Kennet has a fair point. Growing a game in India is a political task. There's a huge risk that AFL will digress from merely building a passion in India. Cricket is entrenched in the society and is taking away any life support that is left for Hockey and Soccer. Local sporting clubs that aren't cricket based find it hard to sustain. To grow Aussie Rules is a big ask although not impossible.
AFL has already entered China and must wait for this to show results before it touches Indian soil. It's probably in the interest of AFL to continue with its China strategy and refine it's approach to make it a success there. Last year fans from Australia, expats and a small contingent of local Chinese watched Port Adelaide beating Gold Coast by 72 points. Definitely it was a game starter. Although not a massive success, this was a good beginning
When it comes to India, AFL needs to invest more time and resources in building the game with the Indian diaspora first in Australia. Going to India and playing has an advantage of making the game known in the sub continent. But it's not going to be a success by any account.
There is already work happening at the grass root levels to grow the game among Indians. Australian Rules Football Association of India (ARFAI) is currently organising Championships for teams in India. Around 200 players from across India played at the Championship and AFL/Essendon FC legend Kevin Sheedy went down to India to attend the finals last year in January. Seven Indian states participated in the game.
AFL International is also in place and has been running since 2014 with very little oxygen for it to grow. Essendon has successfully pioneered a tournament where they have rallied young Indian Australians and Pakistani Australians to play each other. They've even hired a full time staff and flew him to Australia to grow the game.
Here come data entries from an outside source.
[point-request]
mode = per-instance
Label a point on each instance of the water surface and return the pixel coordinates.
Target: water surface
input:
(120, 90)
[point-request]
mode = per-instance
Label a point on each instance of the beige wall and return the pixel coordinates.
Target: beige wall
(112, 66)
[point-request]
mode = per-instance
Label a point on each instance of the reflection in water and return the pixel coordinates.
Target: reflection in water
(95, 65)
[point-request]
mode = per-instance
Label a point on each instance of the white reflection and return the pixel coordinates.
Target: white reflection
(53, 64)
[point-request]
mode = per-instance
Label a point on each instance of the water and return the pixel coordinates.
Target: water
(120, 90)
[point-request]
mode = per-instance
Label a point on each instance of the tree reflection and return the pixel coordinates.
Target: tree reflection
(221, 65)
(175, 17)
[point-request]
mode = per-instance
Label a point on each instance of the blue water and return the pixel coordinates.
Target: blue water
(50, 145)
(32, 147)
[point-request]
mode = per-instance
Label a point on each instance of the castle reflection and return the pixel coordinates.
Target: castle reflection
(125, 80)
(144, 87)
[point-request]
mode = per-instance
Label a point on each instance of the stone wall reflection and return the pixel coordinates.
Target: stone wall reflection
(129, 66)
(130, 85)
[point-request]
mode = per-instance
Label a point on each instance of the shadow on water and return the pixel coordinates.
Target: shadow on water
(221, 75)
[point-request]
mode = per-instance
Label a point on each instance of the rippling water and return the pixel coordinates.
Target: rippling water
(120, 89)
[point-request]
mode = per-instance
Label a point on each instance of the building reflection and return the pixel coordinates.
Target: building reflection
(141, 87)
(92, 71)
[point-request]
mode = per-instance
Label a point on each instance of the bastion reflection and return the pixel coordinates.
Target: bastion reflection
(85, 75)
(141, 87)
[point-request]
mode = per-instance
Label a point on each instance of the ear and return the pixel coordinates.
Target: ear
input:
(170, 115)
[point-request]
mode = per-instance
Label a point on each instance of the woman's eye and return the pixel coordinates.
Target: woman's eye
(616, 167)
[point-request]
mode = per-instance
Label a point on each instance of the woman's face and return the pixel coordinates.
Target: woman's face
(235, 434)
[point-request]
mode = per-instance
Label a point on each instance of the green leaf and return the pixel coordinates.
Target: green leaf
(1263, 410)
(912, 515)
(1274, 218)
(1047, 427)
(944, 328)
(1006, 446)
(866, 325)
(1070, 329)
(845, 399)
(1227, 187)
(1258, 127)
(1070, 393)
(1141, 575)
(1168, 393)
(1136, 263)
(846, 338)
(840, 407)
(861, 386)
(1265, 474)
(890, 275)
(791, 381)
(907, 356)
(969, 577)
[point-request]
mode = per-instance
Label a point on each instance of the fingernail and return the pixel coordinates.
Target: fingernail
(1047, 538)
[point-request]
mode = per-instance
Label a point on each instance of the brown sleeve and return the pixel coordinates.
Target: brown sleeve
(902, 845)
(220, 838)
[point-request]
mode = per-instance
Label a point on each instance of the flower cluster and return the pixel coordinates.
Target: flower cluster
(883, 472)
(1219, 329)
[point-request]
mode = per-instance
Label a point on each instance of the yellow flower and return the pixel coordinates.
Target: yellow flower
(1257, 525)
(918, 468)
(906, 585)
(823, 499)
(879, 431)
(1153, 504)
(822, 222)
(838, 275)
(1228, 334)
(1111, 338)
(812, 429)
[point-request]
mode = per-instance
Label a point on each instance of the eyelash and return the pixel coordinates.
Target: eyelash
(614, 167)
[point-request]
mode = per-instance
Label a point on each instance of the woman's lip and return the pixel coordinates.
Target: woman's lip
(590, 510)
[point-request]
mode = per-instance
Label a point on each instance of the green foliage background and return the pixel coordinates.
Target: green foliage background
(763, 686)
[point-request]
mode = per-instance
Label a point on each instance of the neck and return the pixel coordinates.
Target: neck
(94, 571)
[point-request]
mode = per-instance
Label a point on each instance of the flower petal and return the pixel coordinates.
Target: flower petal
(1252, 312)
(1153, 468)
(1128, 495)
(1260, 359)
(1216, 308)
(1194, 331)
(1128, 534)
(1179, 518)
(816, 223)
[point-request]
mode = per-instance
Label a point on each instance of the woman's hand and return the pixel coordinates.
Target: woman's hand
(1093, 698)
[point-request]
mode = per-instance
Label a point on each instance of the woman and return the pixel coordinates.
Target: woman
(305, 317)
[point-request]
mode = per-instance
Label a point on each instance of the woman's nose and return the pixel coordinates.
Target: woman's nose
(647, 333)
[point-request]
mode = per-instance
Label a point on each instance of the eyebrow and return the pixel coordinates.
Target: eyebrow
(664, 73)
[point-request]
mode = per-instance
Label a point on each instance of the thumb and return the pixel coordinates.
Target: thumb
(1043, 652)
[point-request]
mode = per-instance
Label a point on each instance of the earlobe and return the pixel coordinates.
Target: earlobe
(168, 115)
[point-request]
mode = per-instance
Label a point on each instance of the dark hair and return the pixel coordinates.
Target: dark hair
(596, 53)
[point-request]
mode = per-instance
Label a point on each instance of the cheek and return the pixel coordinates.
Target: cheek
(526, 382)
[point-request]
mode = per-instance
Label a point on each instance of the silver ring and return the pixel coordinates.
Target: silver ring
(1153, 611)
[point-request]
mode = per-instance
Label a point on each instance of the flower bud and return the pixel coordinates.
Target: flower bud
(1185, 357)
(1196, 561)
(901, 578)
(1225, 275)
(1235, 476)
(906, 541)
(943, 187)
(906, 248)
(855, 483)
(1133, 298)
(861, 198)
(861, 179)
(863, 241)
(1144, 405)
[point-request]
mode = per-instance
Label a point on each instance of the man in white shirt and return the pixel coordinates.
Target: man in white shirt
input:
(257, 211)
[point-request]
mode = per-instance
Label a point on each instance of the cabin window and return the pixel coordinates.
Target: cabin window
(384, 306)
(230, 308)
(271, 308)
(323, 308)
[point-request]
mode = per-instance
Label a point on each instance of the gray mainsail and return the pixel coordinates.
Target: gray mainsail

Essendon's Sudip Chakroborthy over the years has worked hard in generating interest in the game among Indian Australians and the youth in India.
Although they are not sell out tournaments, there's a lot of interest in the game and AFL needs to wholeheartedly back these initiatives before it can venture into India. Australia has close to a million overseas born Indians. AFL's strategy to invest in migrant communities living in Australia to grow the game overseas is more important than flying players to India to grow the game.
With both these tournaments in play, AFL has an obligation to throw its weight behind these initiatives.